Latte: la questione ambientale

Anche l’impatto ambientale della produzione di latte non rientra fra le indicazioni del programma “Latte nelle scuole”, eppure il ruolo degli allevamenti in questo frangente è ormai un dato consolidato. Nel 2019 l’Università di Oxford mise a confronto le emissioni di gas serra per la produzione di latte vaccino e quelle per la produzione di bevande vegetali: “La produzione di bevande vegetali emette circa un terzo delle emissioni di gas serra derivanti dalla produzione di latte vaccino”. Ma non è tutto. Lo studio spiegava anche la differenza rispetto alla quantità di terreni necessari per produrre queste tipologie di prodotti: mentre per ottenere un bicchiere al giorno di latte di origine animale per un anno occorrono 650 metri quadrati di terreno – l’equivalente di due campi da tennis messi insieme – la stessa quantità di latte di avena, per esempio, ne richiede solo un decimo”.

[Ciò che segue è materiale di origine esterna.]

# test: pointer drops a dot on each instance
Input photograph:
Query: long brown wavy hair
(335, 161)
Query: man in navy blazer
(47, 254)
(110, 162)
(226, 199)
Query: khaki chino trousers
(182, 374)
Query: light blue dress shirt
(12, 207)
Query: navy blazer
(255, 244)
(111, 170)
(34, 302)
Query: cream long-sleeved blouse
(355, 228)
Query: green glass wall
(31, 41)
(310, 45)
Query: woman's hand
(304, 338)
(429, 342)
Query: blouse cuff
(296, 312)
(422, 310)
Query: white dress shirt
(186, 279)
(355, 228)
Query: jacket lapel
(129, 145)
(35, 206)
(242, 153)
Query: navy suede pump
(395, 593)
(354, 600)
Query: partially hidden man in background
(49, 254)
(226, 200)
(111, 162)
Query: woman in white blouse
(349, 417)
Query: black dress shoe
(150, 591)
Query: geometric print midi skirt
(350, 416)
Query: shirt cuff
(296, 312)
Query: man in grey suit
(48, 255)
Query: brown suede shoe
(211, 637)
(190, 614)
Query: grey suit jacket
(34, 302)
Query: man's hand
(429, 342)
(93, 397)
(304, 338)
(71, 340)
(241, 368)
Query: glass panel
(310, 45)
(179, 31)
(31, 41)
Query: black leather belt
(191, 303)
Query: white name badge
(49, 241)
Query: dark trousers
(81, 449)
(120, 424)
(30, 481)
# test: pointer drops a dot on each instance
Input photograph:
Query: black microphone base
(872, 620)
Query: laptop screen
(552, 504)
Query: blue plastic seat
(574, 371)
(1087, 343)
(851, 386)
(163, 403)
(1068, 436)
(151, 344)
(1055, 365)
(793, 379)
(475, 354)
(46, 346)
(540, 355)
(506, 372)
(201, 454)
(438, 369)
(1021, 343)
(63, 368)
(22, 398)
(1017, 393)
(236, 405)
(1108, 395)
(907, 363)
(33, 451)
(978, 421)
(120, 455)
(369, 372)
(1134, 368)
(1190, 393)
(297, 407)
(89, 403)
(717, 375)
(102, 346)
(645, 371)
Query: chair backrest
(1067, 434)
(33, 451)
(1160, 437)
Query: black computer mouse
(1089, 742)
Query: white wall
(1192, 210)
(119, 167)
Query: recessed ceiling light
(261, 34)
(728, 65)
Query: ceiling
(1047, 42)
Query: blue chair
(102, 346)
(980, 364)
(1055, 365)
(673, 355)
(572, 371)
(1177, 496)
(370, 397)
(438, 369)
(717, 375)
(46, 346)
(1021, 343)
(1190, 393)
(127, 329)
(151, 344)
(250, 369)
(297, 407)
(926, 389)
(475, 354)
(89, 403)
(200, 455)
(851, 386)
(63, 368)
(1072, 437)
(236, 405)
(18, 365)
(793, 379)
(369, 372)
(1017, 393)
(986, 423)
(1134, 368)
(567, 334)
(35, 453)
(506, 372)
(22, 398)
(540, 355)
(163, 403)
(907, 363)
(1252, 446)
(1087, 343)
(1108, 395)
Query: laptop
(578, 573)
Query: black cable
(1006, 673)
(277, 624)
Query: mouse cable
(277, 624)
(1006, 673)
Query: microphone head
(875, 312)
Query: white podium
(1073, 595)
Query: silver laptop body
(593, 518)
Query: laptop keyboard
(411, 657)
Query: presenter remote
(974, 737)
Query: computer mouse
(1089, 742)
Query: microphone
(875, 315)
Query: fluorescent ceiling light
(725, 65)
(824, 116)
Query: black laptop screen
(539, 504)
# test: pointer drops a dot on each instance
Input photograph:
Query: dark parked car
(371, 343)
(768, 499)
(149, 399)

Sta di fatto che, ancora oggi, le bevande vegetali sono considerate un bene di lusso e tassate con un’Iva del 22% contro quella del 4% sul latte di origine animale, un gradino che non va a colpire soltanto i vegani (piccola minoranza in Italia e anche nel mondo) bensì le milioni di persone allergiche alla proteine del latte o intolleranti al lattosio.